Dimos un largo paseo por la zona y, al cabo de una hora o así, acabamos por la zona de la playa, justo en el lado contrario al de nuestro lugar de encuentro. No diré que hubo atracción física. Por ninguna de las dos partes. Lo que sí hubo fue algún tipo de conexión, a cierto nivel, que nos hacía estar cómodos el uno con el otro.
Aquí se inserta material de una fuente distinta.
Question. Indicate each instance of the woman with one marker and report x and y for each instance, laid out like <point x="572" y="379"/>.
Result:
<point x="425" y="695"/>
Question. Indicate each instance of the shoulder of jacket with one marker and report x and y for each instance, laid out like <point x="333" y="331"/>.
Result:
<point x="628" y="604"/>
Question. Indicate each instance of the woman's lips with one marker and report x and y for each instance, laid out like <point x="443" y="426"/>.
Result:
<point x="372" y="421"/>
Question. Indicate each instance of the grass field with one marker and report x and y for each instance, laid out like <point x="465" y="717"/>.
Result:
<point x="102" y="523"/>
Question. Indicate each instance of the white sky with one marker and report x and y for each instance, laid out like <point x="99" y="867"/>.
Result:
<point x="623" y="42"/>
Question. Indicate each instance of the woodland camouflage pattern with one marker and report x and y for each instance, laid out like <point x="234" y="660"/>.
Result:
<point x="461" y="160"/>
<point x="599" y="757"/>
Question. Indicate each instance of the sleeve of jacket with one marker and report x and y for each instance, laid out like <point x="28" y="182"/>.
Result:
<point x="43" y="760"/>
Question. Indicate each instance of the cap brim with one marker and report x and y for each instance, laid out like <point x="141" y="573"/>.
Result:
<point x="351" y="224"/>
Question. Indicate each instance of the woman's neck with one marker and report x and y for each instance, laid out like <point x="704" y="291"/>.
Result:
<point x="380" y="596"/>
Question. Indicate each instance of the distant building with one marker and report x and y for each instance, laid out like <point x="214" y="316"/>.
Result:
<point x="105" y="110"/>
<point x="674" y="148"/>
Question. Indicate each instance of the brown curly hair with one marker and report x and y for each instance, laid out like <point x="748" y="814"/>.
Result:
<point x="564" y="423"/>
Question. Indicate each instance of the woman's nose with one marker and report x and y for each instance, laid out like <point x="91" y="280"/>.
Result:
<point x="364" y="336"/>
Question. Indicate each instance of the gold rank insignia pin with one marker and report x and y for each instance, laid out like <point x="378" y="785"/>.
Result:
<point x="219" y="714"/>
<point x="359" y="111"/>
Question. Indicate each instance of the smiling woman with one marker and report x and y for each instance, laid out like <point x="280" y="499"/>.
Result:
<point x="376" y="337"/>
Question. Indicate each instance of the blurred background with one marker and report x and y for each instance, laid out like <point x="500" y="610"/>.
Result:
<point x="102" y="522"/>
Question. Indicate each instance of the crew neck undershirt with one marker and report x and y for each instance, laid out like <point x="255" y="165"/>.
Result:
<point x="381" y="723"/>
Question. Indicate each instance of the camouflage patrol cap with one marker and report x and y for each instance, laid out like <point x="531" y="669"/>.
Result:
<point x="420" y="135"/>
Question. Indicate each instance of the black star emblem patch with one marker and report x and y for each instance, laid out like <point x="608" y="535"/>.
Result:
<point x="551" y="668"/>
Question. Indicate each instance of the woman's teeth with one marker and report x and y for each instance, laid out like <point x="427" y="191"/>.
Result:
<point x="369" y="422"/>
En un momento dado, ella me dijo:

¿Te apetece que nos tomemos una cervecita en un local que conozco por aquí cerca?

Perfecto —dije yo.

Me dijo el nombre del local.

Lo conozco —respondí—. He estado allí bastantes veces.

En efecto, lo conocía. Era un local conocido por su ambiente de izquierdas, con las paredes repletas de libros que reposaban sobre unos listones de madera clavados a la pared. Cualquiera podía coger alguno de esos libros y leerlo allí mismo, incluso llevárselo gratis, pues eran libros donados por clientes o simpatizantes. La mayoría eran lecturas de ideología de izquierdas: Orwell, García Márquez, Alberti, Marx, etc. Al menos los que recuerdo.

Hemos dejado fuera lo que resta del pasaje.